Assim que ela foi internada no hospital, a condição de Love piorou rapidamente.

“Eu não conseguia sentar ou mover meus braços ou pernas”, ela lembrou. ‘Meus filhos vinham me visitar e me abraçar, e eu não conseguia nem retribuir o abraço.

‘Fizeram-me uma punção lombar, da qual, com toda a sinceridade, nem me lembro porque estava com muitas dores.’

Logo, seu rosto ficou paralisado, deixando-a “mal” capaz de falar.

Sua visão ficou turva e ela teve dificuldade para respirar e engolir comida ou água, por isso foi transferida para a UTI.

“Eu não conseguia sentar ou mover meus braços ou pernas”, ela lembrou. ‘Meus filhos vinham me visitar e me abraçar, e eu nem conseguia abraçá-los de volta’

“Eu não conseguia sentar ou mover meus braços ou pernas”, ela lembrou. ‘Meus filhos vinham me visitar e me abraçar, e eu nem conseguia abraçá-los de volta’

Ela teve que reaprender a ficar de pé e a andar novamente e, por fim, passou oito semanas no hospital se recuperando antes de finalmente voltar para casa.

Ela teve que reaprender a ficar de pé e a andar novamente e, por fim, passou oito semanas no hospital se recuperando antes de finalmente voltar para casa.

“Como não consegui engolir, coloquei um tubo de alimentação e retirei os líquidos”, revelou ela.

‘Minha respiração estava piorando e recebi oxigênio, e se isso continuasse, eles teriam que me colocar (em coma induzido).’

Love foi finalmente diagnosticado com síndrome de Guillain-Barré e iniciou o tratamento com terapia com imunoglobulina.

De acordo com Clínica Mayoé uma ‘condição em que o sistema imunológico do corpo ataca os nervos’ e causa fraqueza, dormência ou paralisia.

A causa exata não é conhecida e embora não haja cura conhecida, várias opções de tratamento podem aliviar os sintomas e ajudar a acelerar a recuperação, segundo a publicação.

A recuperação foi lenta para Love, com cada passo se tornando um grande marco.

Ela disse: ‘Eu ainda não conseguia fechar os olhos, piscar ou sorrir. Eu também não conseguia mover minha boca ou minhas pernas e braços.

“Meus sintomas eram semelhantes aos associados a um derrame.
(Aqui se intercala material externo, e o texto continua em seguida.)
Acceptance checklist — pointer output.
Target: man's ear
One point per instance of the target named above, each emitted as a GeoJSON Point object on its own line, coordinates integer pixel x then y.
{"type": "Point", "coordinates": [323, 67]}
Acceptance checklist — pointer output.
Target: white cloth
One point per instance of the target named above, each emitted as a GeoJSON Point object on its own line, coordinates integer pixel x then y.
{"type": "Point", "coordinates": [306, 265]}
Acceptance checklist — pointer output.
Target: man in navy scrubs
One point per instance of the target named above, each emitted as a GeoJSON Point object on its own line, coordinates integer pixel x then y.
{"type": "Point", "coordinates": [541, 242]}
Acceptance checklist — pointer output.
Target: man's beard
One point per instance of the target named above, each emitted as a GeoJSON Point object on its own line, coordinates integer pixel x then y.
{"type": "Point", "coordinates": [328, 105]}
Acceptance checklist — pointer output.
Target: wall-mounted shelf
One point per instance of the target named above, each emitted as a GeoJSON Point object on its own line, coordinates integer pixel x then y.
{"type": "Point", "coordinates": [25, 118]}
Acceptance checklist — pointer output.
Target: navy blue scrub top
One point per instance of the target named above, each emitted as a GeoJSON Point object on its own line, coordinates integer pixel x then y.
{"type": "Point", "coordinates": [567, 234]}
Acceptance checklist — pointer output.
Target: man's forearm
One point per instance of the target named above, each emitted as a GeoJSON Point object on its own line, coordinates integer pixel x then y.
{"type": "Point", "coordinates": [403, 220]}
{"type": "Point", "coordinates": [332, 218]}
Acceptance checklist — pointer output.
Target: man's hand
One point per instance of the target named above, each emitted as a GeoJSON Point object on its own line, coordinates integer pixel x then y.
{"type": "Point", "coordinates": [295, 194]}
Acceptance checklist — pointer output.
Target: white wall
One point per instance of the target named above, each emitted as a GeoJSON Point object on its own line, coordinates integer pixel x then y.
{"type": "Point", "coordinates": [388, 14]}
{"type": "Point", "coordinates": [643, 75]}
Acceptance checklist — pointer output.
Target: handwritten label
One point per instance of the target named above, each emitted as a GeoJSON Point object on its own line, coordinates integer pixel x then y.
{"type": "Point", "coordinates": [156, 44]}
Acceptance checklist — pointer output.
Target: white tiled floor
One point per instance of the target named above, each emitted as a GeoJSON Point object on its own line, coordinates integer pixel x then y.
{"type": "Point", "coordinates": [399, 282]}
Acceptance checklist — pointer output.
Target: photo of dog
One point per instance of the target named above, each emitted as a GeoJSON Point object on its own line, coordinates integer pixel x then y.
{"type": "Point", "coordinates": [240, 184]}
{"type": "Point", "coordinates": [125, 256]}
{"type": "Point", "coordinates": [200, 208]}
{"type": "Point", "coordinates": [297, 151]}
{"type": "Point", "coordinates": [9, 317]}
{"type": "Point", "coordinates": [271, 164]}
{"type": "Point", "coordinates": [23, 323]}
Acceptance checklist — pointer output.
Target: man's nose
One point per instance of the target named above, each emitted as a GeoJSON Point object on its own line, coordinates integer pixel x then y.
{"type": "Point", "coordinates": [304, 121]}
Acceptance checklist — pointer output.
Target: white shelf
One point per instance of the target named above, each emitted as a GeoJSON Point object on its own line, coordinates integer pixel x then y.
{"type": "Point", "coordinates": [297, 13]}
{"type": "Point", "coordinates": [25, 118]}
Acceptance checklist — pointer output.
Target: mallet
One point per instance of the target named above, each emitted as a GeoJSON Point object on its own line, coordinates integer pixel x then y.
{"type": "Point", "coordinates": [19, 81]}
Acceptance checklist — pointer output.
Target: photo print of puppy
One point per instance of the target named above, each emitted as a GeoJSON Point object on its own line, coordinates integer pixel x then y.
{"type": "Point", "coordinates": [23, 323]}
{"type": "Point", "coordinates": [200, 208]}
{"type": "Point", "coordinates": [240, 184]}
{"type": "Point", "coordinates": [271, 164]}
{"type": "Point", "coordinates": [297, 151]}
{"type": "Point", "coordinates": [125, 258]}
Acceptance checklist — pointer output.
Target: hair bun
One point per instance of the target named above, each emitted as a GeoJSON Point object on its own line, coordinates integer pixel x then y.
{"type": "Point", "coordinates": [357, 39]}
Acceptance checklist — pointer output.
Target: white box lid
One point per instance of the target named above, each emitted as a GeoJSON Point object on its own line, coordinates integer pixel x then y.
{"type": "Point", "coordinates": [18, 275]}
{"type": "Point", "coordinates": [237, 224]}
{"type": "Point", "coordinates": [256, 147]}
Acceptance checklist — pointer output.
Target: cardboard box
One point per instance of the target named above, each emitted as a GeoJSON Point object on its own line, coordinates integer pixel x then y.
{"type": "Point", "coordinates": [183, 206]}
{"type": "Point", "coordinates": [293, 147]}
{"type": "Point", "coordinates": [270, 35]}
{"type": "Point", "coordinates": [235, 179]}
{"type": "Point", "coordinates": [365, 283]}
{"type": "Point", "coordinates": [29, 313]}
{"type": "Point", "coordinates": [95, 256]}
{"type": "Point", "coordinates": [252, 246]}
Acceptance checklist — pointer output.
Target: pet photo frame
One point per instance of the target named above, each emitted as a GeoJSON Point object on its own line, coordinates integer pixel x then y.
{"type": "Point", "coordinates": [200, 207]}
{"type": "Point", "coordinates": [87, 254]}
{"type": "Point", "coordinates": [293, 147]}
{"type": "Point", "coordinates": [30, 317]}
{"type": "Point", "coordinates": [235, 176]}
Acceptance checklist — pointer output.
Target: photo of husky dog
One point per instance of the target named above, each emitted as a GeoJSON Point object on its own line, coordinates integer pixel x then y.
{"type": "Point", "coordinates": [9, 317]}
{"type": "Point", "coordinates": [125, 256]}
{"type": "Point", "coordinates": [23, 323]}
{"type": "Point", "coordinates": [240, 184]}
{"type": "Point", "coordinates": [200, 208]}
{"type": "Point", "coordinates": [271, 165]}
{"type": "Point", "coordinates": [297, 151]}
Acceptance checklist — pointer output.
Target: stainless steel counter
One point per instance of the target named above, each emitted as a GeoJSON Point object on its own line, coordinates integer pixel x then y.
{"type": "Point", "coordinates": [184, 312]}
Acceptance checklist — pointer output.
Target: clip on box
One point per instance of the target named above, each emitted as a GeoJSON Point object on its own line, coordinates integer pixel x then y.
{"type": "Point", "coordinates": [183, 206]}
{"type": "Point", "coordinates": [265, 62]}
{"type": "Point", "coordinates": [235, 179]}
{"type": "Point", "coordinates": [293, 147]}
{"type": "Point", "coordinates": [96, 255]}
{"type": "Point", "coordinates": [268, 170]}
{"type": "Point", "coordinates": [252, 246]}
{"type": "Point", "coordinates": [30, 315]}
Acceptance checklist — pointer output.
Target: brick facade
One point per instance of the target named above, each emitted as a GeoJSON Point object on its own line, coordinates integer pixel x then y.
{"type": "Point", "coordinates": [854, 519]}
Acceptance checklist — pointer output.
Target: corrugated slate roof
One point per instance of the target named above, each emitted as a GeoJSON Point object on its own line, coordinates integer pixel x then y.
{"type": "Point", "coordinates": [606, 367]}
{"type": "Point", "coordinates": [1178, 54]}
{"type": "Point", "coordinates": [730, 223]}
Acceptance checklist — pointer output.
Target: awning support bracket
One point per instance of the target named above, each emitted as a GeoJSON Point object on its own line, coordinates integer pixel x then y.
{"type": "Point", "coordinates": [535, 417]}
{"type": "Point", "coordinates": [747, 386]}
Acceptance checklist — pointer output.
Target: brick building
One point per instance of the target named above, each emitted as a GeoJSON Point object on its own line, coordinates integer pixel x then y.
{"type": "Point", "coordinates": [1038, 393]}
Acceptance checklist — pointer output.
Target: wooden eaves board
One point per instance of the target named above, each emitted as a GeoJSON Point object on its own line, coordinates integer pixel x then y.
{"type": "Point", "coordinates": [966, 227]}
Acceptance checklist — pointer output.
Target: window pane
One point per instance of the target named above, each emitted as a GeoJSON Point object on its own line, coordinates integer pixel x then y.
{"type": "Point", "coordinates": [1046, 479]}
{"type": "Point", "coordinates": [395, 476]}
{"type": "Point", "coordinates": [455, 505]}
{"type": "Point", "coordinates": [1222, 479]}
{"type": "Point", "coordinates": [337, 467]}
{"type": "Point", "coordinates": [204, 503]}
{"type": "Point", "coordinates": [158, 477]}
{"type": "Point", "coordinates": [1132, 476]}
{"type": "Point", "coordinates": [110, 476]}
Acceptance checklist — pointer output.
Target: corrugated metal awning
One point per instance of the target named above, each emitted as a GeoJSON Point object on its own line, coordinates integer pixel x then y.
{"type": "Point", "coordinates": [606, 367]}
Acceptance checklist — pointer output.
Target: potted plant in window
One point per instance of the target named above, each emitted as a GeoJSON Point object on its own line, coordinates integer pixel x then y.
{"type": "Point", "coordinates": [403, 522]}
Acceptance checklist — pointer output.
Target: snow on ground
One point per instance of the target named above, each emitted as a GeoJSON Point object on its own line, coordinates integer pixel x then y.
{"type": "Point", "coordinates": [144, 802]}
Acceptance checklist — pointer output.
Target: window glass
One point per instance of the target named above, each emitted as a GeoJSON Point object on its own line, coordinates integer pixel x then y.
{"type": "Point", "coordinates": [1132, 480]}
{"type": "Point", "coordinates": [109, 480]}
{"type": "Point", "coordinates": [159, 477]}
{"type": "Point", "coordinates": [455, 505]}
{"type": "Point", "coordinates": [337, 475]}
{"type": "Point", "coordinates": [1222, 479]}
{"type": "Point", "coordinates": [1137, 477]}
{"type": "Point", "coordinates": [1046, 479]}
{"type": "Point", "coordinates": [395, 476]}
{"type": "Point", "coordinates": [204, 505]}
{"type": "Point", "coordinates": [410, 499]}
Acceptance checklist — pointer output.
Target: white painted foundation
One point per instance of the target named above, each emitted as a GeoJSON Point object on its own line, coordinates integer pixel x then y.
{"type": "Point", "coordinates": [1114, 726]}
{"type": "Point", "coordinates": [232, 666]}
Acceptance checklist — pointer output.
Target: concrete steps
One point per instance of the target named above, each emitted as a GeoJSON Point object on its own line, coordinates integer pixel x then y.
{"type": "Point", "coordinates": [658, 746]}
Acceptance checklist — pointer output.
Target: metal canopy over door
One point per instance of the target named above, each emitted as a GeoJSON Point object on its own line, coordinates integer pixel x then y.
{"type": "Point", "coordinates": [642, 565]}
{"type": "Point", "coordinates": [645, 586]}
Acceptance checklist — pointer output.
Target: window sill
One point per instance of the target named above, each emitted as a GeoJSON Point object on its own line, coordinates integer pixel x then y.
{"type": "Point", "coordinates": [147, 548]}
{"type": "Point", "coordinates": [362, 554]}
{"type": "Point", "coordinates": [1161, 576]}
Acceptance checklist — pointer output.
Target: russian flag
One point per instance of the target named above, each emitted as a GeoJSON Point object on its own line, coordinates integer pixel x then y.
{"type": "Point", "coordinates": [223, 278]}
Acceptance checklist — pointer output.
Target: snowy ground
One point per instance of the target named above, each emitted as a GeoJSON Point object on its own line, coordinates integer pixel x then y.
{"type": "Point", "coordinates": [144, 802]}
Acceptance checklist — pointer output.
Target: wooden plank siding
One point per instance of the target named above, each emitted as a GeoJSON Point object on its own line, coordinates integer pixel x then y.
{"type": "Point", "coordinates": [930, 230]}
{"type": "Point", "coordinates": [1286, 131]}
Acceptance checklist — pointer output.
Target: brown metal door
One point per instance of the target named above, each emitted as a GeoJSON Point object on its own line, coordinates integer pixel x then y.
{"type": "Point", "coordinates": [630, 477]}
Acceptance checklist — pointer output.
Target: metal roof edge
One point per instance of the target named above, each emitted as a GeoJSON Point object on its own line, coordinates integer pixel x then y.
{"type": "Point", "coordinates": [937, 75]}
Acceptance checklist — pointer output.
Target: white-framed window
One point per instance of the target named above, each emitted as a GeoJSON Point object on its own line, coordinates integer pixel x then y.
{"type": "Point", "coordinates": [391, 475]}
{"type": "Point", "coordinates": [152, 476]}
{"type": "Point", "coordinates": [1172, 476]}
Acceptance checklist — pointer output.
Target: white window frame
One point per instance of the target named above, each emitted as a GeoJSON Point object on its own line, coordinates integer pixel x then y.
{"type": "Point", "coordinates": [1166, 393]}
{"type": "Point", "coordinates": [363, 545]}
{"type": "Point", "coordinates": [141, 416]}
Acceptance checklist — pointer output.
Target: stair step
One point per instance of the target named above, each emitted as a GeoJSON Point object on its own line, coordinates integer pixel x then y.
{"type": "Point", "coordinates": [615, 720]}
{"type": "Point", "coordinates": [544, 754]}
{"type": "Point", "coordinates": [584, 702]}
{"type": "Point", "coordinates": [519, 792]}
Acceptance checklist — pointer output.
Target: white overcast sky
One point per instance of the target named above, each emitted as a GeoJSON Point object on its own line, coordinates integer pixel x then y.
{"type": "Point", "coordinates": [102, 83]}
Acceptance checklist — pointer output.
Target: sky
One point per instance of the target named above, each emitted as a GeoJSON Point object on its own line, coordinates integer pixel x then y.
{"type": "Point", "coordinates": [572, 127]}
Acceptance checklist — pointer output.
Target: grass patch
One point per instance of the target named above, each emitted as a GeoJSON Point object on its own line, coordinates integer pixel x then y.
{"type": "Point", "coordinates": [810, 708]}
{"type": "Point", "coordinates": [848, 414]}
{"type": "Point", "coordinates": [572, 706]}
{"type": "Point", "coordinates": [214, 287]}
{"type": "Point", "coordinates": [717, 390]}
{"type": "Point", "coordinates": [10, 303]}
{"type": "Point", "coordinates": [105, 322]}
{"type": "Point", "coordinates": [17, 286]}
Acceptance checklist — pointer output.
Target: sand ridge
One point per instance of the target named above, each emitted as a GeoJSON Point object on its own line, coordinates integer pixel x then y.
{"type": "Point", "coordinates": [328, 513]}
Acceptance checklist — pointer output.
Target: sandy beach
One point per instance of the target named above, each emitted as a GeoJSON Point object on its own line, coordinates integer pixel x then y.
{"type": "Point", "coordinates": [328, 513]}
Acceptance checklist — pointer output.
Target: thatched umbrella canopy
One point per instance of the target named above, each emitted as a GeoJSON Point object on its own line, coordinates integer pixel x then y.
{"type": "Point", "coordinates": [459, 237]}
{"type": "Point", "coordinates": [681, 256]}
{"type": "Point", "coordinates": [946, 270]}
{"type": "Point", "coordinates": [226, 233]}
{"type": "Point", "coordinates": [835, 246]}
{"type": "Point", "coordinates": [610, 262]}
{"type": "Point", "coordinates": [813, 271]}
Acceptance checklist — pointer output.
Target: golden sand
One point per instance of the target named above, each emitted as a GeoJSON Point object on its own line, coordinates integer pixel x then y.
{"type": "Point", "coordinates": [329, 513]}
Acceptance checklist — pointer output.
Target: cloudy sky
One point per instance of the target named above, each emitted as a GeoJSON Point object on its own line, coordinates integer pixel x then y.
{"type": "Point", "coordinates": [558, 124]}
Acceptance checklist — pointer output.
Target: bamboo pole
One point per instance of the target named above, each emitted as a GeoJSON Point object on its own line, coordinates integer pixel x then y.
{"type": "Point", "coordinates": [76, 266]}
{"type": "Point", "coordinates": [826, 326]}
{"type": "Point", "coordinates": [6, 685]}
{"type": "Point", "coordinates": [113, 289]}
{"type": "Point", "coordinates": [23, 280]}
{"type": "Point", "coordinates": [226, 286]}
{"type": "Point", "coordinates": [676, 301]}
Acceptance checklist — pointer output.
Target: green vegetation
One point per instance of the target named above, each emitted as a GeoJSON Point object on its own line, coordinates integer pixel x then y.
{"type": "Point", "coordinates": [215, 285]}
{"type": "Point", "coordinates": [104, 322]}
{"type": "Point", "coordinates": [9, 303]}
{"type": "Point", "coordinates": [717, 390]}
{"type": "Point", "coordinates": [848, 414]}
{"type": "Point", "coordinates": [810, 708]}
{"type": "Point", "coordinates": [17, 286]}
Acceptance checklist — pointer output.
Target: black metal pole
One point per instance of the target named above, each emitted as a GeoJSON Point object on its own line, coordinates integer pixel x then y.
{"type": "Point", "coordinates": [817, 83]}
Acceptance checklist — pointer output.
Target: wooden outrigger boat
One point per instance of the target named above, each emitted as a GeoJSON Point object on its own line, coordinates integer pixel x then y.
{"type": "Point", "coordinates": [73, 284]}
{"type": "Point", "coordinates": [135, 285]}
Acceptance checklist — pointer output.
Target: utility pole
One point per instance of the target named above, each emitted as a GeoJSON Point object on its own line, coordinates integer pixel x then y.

Por fim, consegui usar as mãos primeiro, mas senti como se tivesse braços de dinossauro.

A causa exata da síndrome de Guillain-Barré não é conhecida e, embora não haja cura conhecida, várias opções de tratamento podem aliviar os sintomas e ajudar a acelerar a recuperação.

A causa exata da síndrome de Guillain-Barré não é conhecida e, embora não haja cura conhecida, várias opções de tratamento podem aliviar os sintomas e ajudar a acelerar a recuperação.

‘Tudo foi uma luta… mas com a ajuda da equipe de fisioterapia, quando aprendi a aceitar o que estava acontecendo comigo, comecei a ganhar confiança e um pouco de força, apesar da deterioração muscular.

‘Cada semana parecia um grande marco, e ver-me fazendo as coisas novamente foi incrível.’

Ela teve que reaprender a ficar de pé e a andar novamente e, por fim, passou oito semanas no hospital se recuperando antes de finalmente voltar para casa.

‘Tentei me esforçar para recuperar minha independência. Não sou o meu eu “normal”, pois ainda luto com algumas tarefas diárias, tenho dores frequentes e ainda não consigo sentir os pés adequadamente, pois há alfinetes e agulhas constantes”, concluiu ela.

‘Mas pelo menos posso andar novamente, ainda tenho compromissos para comparecer e pode ser um longo processo até que eu volte a ser eu mesmo, mas isso me ensinou muito sobre mim e a vida, e agora sei que devo ouvir 100 por cento meu corpo.’